Public officials will meet at the site of the World Trade Center tragedy on May 30 in a ceremony that will mark the end of the rescue, recovery and clean-up period.

That is all well and good but what about the residents who live in the community and have been left with the task of cleaning asbestos, silica and other dangerous dusts from their apartments and homes?

No ceremony can undo the damage caused by the fumes from the burnt plastics and the PCBs, created by gases such as dioxin. Nor can it overcome the hazards from the mercury left from the destruction of hundreds of thousands of fluorescent bulbs. And what about the water contaminated by burning electrical transformers?

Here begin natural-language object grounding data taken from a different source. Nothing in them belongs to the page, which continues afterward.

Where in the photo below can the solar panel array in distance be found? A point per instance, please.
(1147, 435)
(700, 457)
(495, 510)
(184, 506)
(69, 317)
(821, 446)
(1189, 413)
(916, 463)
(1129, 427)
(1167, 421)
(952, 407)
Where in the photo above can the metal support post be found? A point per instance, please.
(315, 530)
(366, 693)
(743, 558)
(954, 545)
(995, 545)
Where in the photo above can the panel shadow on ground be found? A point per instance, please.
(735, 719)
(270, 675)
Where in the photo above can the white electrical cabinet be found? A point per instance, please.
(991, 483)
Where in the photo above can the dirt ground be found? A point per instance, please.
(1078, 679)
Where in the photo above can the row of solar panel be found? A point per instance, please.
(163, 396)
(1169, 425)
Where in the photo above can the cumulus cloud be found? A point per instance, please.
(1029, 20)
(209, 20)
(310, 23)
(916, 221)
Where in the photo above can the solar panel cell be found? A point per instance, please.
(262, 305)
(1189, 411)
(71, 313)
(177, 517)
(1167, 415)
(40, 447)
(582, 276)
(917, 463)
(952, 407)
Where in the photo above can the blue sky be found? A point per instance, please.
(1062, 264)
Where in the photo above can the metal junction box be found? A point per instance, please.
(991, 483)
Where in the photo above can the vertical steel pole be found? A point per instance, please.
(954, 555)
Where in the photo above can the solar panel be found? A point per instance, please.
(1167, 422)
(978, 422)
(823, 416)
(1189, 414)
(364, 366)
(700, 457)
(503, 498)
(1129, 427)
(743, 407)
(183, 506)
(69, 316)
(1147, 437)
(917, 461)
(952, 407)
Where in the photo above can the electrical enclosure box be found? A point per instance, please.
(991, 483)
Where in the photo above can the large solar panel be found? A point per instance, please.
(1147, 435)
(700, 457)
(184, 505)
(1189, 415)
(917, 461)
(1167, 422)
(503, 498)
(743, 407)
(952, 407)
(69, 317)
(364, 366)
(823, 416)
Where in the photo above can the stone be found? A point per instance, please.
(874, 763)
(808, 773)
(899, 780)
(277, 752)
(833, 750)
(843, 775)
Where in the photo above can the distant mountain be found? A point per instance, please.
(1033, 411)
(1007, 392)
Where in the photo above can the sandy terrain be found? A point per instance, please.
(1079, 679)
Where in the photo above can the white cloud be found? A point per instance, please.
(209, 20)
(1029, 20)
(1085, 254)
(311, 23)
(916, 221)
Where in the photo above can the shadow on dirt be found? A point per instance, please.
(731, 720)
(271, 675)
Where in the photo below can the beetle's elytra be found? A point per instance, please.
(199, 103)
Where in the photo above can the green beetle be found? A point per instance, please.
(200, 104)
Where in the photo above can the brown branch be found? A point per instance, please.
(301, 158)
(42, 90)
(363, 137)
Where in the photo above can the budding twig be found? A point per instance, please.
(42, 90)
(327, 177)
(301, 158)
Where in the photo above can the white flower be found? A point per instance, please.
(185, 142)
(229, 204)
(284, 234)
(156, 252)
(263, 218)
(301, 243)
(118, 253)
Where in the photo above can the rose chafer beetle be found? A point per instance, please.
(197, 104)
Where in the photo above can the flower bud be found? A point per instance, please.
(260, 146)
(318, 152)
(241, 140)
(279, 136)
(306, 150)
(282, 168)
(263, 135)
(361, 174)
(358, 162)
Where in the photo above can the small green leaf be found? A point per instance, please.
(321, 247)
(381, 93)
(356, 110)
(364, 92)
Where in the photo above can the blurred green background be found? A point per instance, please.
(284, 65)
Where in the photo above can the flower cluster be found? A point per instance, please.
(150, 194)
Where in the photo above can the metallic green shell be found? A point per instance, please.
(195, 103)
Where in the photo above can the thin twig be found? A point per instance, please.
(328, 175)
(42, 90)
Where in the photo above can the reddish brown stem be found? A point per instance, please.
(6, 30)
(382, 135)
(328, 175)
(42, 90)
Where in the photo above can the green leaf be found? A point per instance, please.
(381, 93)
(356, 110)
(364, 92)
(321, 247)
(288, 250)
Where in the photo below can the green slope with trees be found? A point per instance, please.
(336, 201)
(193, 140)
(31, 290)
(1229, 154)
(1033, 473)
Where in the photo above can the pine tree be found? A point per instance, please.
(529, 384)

Nor should we forget the construction workers who have been working 12-hour shifts since Sept.11. They, too, face potential physical and mental health problems. Sure, they were paid good wages for this work, but one wonders how many will live to spend it.

And what about the students and staffs of the public schools and universities in the southern end of Manhattan Island? They, too, were victims of these hazards.

According to The New York Times, a recent federal study indicated that the students, faculty and staff at Stuyvesant High School, the neighborhood’s flagship public school, face serious respiratory problems as well as the possibility of lingering mental health problems.

What is clearly needed is a registry of everyone who worked and/or lived in the WTC vicinity following the terrorist attack. The first step in that direction has already taken place with the announcement by New York Senator Hillary Clinton of a special federal grant to the Mt. Sinai Occupational Health Clinic to help them conduct a study to determine and document the human toll caused by these hazards.

The situation is complicated by the fact that most of the WTC-induced illnesses and diseases will not have surfaced for 10 to 20 years.

For example, an 8-year-old dog, who worked at the WTC, died of respiratory damage due to exposure to toxins. But tragic as it is, that experience can be useful in protecting the people living in the Battery Park neighborhood or who worked in the clean up.

By documenting the status of their health we can better take care of them 15 to 25 years from now. This should be a top priority.